ABPI chief executive Stephen Whitehead said he is "delighted" with the confirmation of the new AHSNs. "In the UK, patients still have to wait too long to access NICE recommended medicines on the NHS, but AHSNs will help speed this process up and help break down barriers to people getting innovative new treatments".

"For the first time we will have a systematic network whose sole objective is to get the best ideas and treatments spread across the NHS as quickly and widely as possible," he said, and stressed this is "good news for patients and will also create a fertile environment for scientists and life science companies to research and develop new life changing medicines".

Indeed, Nicholas Edwards, of Oxford AHSN, recently told the Guardian that there seems to be "a lot of enthusiasm" among the life science industry for AHSNs – "they are looking for a better understanding of NHS needs, partnerships to trial and refine commercial innovation and fair access to the NHS as purchasers" he said.
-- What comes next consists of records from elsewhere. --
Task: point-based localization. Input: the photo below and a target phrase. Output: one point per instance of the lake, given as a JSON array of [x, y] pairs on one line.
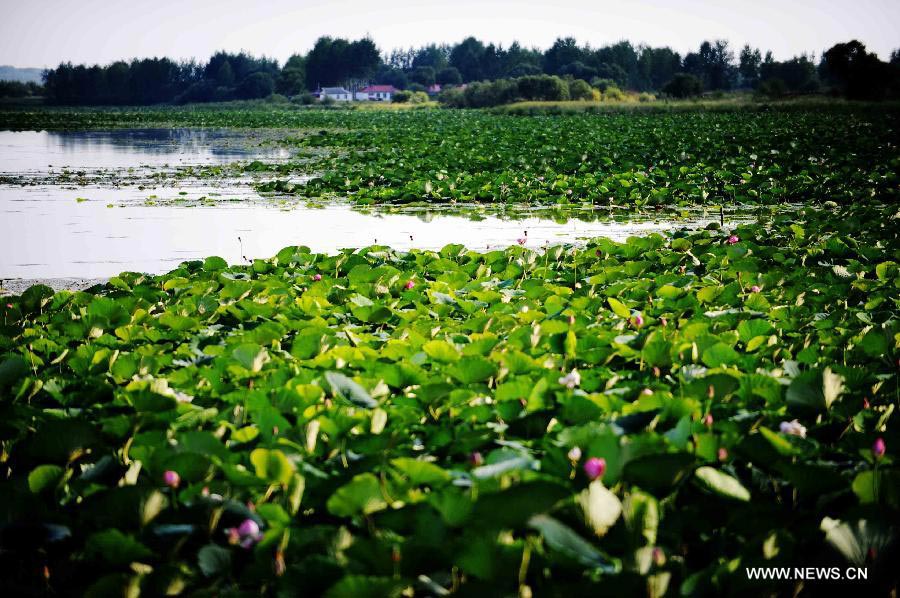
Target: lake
[[51, 228]]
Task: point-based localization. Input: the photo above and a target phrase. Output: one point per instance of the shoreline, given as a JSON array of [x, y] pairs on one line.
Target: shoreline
[[17, 286]]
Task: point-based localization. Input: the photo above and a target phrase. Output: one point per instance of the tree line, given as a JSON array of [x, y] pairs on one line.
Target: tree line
[[847, 69]]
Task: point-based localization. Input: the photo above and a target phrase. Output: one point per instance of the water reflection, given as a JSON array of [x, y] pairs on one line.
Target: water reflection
[[45, 232], [101, 229], [29, 152]]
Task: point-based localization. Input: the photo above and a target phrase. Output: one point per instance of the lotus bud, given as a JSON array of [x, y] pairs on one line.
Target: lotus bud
[[574, 454], [171, 479], [594, 468], [879, 448]]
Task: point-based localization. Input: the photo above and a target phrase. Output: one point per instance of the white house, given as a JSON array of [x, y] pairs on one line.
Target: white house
[[376, 93], [339, 94]]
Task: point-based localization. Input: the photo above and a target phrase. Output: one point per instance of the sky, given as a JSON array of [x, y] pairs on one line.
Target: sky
[[42, 33]]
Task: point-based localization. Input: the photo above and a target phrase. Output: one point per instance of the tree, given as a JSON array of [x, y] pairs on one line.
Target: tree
[[791, 76], [423, 75], [683, 85], [256, 85], [434, 56], [564, 51], [748, 66], [449, 76], [292, 79], [466, 58], [713, 64], [388, 75], [656, 67], [580, 89], [856, 73], [578, 70]]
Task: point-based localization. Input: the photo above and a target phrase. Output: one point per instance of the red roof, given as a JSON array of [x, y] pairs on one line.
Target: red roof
[[379, 89]]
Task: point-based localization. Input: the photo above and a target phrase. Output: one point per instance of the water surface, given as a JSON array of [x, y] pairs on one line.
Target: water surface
[[101, 229]]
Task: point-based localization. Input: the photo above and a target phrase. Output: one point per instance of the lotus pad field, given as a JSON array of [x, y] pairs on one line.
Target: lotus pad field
[[649, 417]]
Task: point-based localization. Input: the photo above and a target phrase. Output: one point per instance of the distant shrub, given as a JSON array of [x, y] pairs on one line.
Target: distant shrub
[[491, 93], [772, 88], [614, 94], [683, 85], [452, 97], [602, 84], [579, 89], [304, 99], [543, 87]]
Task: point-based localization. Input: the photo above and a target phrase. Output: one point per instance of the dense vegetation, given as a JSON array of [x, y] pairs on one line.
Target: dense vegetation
[[648, 417], [845, 69]]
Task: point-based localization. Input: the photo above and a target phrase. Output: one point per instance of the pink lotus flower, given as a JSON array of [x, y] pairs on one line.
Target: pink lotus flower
[[571, 380], [793, 428], [171, 479], [879, 448], [246, 534], [594, 468]]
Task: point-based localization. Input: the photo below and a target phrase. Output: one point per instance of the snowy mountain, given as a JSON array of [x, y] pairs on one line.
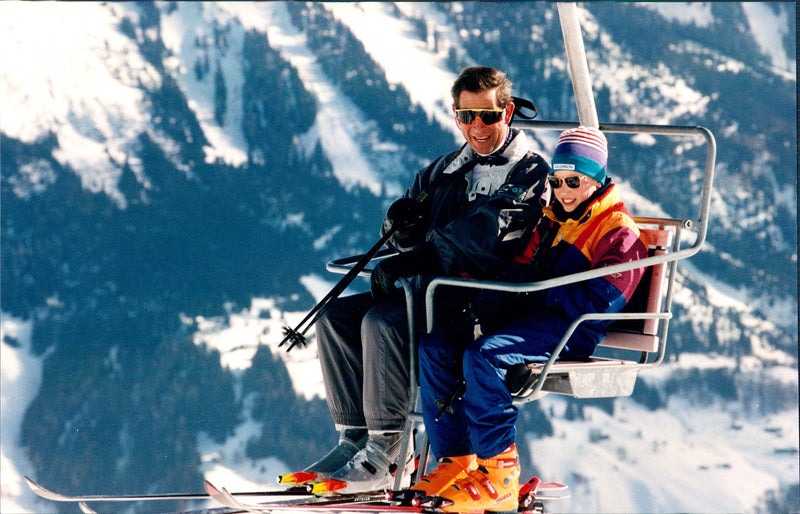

But Miles Ayling, director of innovation at NHS England, told the paper that the relationship between industry and AHSNs "must be built on trust not transaction. Their combined objective must be to accelerate uptake and use of new ideas where that delivers improved outcomes for patients and value for money."

NHS England has reportedly put up £70 million for the 15 Networks to share during their first year of operation, but eventually they should become self-sufficient, reports the Health Services Journal.

The AHSNs are licensed by NHS England in a process it says is designed to "ensure accountability for funding whilst maintaining the AHSNs with the freedom to establish as self-sustaining organisations".

*The 15 AHSN are: East Midlands; Eastern; Greater Manchester; North East and North Cumbria; North West Coast; Imperial College Health Partners; Oxford; South London; South West Peninsula; Kent, Surrey and Sussex; UCL Partners; Wessex; West Midlands; West of England; and Yorkshire and Humber.